To commence Reconciliation Week, we are sharing an article written by Michael J. Evans, where he clarifies the difference between Welcome to Country or Acknowledgement of Country.
Michael is a proud Indigenous man, with lifelong disabilities, identifies as a Torres Strait Islander, uses a wheelchair for mobility, and is a Service Manager at one of Yooralla’s residential accommodation services.
Incorporating welcoming and acknowledgement protocols into meetings and events recognises Aboriginal and Torres Strait Islander peoples as the First Australians and custodians of their land. It promotes an awareness of the past and ongoing connection to place of Aboriginal and Torres Strait Islander Australians.
In today’s world of meetings in office buildings and school assemblies, Welcomes to and Acknowledgements of Country may seem out of place. However, all areas of Australia have or had traditional owners, including where large cities are now situated. Even though Indigenous people may not live in a traditional way on this land, they are still connected to it. Aboriginal and Torres Strait Islander Australians remain connected to the Country of their ancestors and most consider themselves the custodians or caretakers of their land.
Welcome to Country
A Welcome to Country is a ceremony performed by Aboriginal or Torres Strait Islander people to welcome visitors to their traditional land. It can take many forms, depending on the particular culture of the traditional owners. It can include singing, dancing, smoking ceremonies or a speech in traditional language or English.
It should be noted that traditionally the ‘Welcome’ was to give permission to enter or cross into another country.
Acknowledgement of Country
An Acknowledgement of Country is a way of showing awareness of and respect for the traditional Aboriginal or Torres Strait Islander owners of the land on which a meeting or event is being held, and of recognising the continuing connection of Aboriginal and Torres Strait Islander peoples to their Country.
An Acknowledgement of Country can be informal or formal and involves visitors acknowledging the Aboriginal or Torres Strait Islander owners of the land as well as the long and continuing relationship between Indigenous peoples and their Country.
At a meeting, speech or formal occasion the speaker can begin their proceedings by offering an Acknowledgement of Country. Unlike a Welcome to Country, it can be performed by a non-Indigenous person.
I would like to respectfully acknowledge the Traditional Owners ((or “traditional custodians” or ‘traditional caretakers’)) of the Land, the (###) People on whose land we meet today. I would also like to pay respect to the Elders both past and present and extend that respect to all other people present.

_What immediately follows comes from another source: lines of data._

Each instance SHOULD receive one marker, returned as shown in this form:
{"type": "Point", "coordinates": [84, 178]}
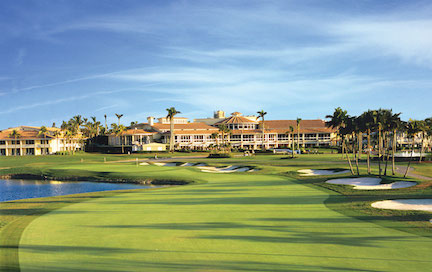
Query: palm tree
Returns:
{"type": "Point", "coordinates": [412, 128]}
{"type": "Point", "coordinates": [224, 130]}
{"type": "Point", "coordinates": [118, 131]}
{"type": "Point", "coordinates": [43, 131]}
{"type": "Point", "coordinates": [348, 129]}
{"type": "Point", "coordinates": [395, 124]}
{"type": "Point", "coordinates": [171, 113]}
{"type": "Point", "coordinates": [423, 129]}
{"type": "Point", "coordinates": [15, 134]}
{"type": "Point", "coordinates": [298, 132]}
{"type": "Point", "coordinates": [291, 134]}
{"type": "Point", "coordinates": [336, 122]}
{"type": "Point", "coordinates": [215, 136]}
{"type": "Point", "coordinates": [106, 126]}
{"type": "Point", "coordinates": [368, 123]}
{"type": "Point", "coordinates": [119, 116]}
{"type": "Point", "coordinates": [261, 115]}
{"type": "Point", "coordinates": [57, 135]}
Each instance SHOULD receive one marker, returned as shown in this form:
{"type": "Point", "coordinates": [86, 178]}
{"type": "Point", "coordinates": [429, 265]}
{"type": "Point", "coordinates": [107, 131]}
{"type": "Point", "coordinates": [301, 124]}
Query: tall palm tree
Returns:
{"type": "Point", "coordinates": [15, 134]}
{"type": "Point", "coordinates": [298, 132]}
{"type": "Point", "coordinates": [224, 130]}
{"type": "Point", "coordinates": [395, 124]}
{"type": "Point", "coordinates": [261, 115]}
{"type": "Point", "coordinates": [423, 126]}
{"type": "Point", "coordinates": [412, 128]}
{"type": "Point", "coordinates": [43, 131]}
{"type": "Point", "coordinates": [106, 126]}
{"type": "Point", "coordinates": [291, 135]}
{"type": "Point", "coordinates": [368, 123]}
{"type": "Point", "coordinates": [171, 113]}
{"type": "Point", "coordinates": [336, 122]}
{"type": "Point", "coordinates": [119, 116]}
{"type": "Point", "coordinates": [57, 134]}
{"type": "Point", "coordinates": [215, 136]}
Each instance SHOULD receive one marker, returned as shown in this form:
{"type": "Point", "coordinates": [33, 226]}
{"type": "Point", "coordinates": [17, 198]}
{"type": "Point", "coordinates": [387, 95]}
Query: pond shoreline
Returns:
{"type": "Point", "coordinates": [93, 179]}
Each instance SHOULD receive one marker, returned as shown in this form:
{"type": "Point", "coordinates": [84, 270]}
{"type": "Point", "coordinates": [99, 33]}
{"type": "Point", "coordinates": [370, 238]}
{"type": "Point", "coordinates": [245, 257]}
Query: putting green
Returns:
{"type": "Point", "coordinates": [235, 222]}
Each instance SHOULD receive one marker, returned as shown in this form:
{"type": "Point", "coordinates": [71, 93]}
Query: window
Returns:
{"type": "Point", "coordinates": [199, 138]}
{"type": "Point", "coordinates": [185, 138]}
{"type": "Point", "coordinates": [236, 137]}
{"type": "Point", "coordinates": [248, 138]}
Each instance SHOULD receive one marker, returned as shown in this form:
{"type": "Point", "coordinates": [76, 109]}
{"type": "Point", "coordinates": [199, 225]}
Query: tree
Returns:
{"type": "Point", "coordinates": [171, 113]}
{"type": "Point", "coordinates": [424, 128]}
{"type": "Point", "coordinates": [395, 124]}
{"type": "Point", "coordinates": [298, 132]}
{"type": "Point", "coordinates": [15, 134]}
{"type": "Point", "coordinates": [336, 122]}
{"type": "Point", "coordinates": [412, 128]}
{"type": "Point", "coordinates": [106, 126]}
{"type": "Point", "coordinates": [261, 115]}
{"type": "Point", "coordinates": [118, 131]}
{"type": "Point", "coordinates": [224, 130]}
{"type": "Point", "coordinates": [43, 131]}
{"type": "Point", "coordinates": [368, 122]}
{"type": "Point", "coordinates": [119, 116]}
{"type": "Point", "coordinates": [215, 136]}
{"type": "Point", "coordinates": [291, 134]}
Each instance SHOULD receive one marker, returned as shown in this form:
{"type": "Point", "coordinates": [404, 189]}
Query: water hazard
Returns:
{"type": "Point", "coordinates": [22, 189]}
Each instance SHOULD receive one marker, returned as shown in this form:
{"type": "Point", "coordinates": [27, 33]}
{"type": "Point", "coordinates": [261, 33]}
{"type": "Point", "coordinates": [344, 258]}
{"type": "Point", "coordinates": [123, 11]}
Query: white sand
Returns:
{"type": "Point", "coordinates": [405, 204]}
{"type": "Point", "coordinates": [165, 163]}
{"type": "Point", "coordinates": [208, 169]}
{"type": "Point", "coordinates": [314, 172]}
{"type": "Point", "coordinates": [228, 169]}
{"type": "Point", "coordinates": [370, 183]}
{"type": "Point", "coordinates": [188, 164]}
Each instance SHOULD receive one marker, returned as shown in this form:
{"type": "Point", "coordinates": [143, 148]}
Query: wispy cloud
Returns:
{"type": "Point", "coordinates": [410, 40]}
{"type": "Point", "coordinates": [22, 52]}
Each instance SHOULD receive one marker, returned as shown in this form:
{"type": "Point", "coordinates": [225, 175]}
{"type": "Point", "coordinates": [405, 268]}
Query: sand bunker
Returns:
{"type": "Point", "coordinates": [405, 205]}
{"type": "Point", "coordinates": [204, 168]}
{"type": "Point", "coordinates": [165, 163]}
{"type": "Point", "coordinates": [314, 172]}
{"type": "Point", "coordinates": [226, 169]}
{"type": "Point", "coordinates": [371, 183]}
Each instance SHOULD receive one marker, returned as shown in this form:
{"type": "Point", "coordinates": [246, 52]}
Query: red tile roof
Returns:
{"type": "Point", "coordinates": [189, 126]}
{"type": "Point", "coordinates": [235, 120]}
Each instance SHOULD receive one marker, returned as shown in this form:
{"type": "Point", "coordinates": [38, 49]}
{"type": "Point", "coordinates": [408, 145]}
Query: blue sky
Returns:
{"type": "Point", "coordinates": [290, 58]}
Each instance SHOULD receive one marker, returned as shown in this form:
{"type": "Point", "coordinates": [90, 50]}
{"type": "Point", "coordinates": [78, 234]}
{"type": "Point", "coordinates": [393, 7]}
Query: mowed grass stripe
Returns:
{"type": "Point", "coordinates": [233, 222]}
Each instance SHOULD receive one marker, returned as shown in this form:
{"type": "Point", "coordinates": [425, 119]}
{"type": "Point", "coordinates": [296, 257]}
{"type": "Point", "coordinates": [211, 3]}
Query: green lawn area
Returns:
{"type": "Point", "coordinates": [269, 220]}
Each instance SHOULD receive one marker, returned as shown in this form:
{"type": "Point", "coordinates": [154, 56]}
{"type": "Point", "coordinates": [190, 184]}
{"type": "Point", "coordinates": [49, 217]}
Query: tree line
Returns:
{"type": "Point", "coordinates": [382, 128]}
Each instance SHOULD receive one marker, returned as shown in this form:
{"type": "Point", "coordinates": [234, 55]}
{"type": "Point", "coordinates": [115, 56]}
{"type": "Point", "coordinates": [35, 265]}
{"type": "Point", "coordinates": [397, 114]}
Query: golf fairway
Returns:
{"type": "Point", "coordinates": [234, 222]}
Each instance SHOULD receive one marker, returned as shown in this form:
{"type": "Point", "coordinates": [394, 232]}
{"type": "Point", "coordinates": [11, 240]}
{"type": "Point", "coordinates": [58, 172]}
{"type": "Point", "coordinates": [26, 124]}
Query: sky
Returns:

It may also be appropriate to include the following words in your acknowledgement of country
Today we gather to learn, share our knowledge and celebrate the importance of community. We are ‘Acknowledging’ country rather than doing a ‘Welcome’ as this is not our country and we do not have authority to do so.
Michael J. Evans
taum akadar (pride in self)
About the Author
Michael is recognised as an Elder in many Aboriginal communities across western NSW and has over 20 years of experience as a formal mentor to Aboriginal leaders working in identified management positions in the NSW public service. Michael has over 30 years of experience as a wheelchair user and has provided formal advocacy and informal mentoring for persons with disabilities for over 50 years.
Michael has over 40 years of experience in senior and middle management roles including over 17 years employment with the NSW public service where he held senior positions such as Director Disability & Home Care Services in western NSW and over 15 years employment with Telstra where he held management positions such as Manager Corporate Services in regional Victoria.